With homebuyers and investors rushing to beat the stamp duty holiday deadline, the mortgage market sees approvals reach the highest level since 2007.
Recently released figures from the Bank of England shows the number of mortgages approved by building societies and banks for property purchases reached 105,000 in November. This is the highest level since August 2007 and up from 97,532 in October as well. Mortgage approvals have also increased tenfold since May, when numbers hit a low of 9,400.
In November, households borrowed a whopping £5.7bn to secure on their properties. This is the highest since March 2016 and up from £4.5bn in October. Additionally, net borrowing in November was substantially higher than the average from the six months to February 2020 at £3.9m.
House purchase approvals continue at pace
During recent months, the continued strength in mortgage borrowing follows a large number of approvals for property purchases. This shows people’s strong desire to take advantage of the stamp duty holiday.
Lenders have been under pressure as the number of property sales have continued to rise in recent months. And these numbers illustrate that the sector has been working to keep up with this strong level of demand.
The rise in mortgage approvals to these record levels almost offsets the weakness seen earlier in the year at the start of the COVID-19 pandemic. Up to November 2020, there were 715,300 house purchase approvals. This is close to the number for the same period in 2019 with 722,000.
Mortgage product numbers on the rise
There has been a rise in the number of mortgage products available, particularly those for buyers with smaller deposits. This shows lenders are gaining more confidence and feeling less risk-averse moving forward.
In November, the number of mortgages with 10% deposits was at the highest level since 1st June 2020, according to Moneyfacts. First-time buyers have especially struggled to secure mortgages since the COVID-19 outbreak, but if they have at least a 10% deposit, more options are now coming to the market.
During the coming year, 95% loan-to-value (LTV) mortgages are expected to remain nearly obsolete except for first-time buyers purchasing property through the Help to Buy scheme. The lack of mortgages in this area could force some buyers to put homebuying plans on hold.
What about mortgage interest rates?
Throughout 2020, mortgage interest rates have remained competitively low, but interest rates and costs have started creeping up. In the year ahead, more lenders are expected to return to the market. And if more competition returns to the sector, interest rates could drop slightly in 2021.

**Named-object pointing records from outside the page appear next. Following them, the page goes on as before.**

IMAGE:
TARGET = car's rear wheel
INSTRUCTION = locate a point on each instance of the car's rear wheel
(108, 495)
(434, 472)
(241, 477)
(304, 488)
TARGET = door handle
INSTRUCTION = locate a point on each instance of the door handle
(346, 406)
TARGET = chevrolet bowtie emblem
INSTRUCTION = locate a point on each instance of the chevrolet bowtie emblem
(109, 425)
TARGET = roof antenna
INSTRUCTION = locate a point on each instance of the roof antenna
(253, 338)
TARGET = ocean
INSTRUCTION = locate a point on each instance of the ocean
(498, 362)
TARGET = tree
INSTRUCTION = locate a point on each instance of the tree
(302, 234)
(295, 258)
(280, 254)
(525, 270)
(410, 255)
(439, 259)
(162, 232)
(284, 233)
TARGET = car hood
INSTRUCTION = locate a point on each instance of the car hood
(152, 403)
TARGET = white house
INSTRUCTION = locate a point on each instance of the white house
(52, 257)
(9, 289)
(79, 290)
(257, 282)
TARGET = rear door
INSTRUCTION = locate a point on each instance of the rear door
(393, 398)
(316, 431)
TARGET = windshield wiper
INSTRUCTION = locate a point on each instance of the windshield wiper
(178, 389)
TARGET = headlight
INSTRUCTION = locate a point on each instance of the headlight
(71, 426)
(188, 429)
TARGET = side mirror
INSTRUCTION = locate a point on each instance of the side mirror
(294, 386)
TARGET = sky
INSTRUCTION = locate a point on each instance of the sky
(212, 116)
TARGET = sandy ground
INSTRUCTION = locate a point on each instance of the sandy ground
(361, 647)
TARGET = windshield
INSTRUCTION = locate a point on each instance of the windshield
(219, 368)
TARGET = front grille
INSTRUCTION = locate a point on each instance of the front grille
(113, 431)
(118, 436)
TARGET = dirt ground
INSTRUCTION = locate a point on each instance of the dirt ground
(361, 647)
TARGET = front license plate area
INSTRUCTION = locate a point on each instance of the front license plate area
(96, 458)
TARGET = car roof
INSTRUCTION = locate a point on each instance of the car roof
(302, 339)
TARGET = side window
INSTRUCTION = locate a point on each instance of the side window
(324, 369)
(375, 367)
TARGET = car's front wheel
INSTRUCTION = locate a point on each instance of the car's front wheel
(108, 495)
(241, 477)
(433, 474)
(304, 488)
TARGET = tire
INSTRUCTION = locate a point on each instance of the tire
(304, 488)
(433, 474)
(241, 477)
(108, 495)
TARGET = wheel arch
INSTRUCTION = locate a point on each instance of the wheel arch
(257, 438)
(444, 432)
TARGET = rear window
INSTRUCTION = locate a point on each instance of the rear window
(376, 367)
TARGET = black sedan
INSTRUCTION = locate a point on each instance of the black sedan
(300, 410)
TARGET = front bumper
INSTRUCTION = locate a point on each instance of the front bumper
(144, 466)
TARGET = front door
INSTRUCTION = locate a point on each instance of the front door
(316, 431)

Rachel Springall, finance expert at Moneyfacts.co.uk, says: “Seeking independent financial advice is still a wise move for any borrower hoping to navigate the mortgage maze. It is too early to tell what might impact the mortgage market in 2021, but there may well be a rush of applications to take advantage of the stamp duty relief.
“Lenders will have to continue to work hard to retain existing customers throughout next year and carefully assess the impact of taking on new borrowers in these challenging times.”
With lenders gaining more confidence, homebuyers and investors will continue to welcome the additional choice of mortgages on offer. While there is still a long way for mortgage availability to reach pre-coronavirus levels, it’s continuing in the right direction. And with interest rates expected to remain low, 2021 could be an effective time to secure these competitive mortgage rates.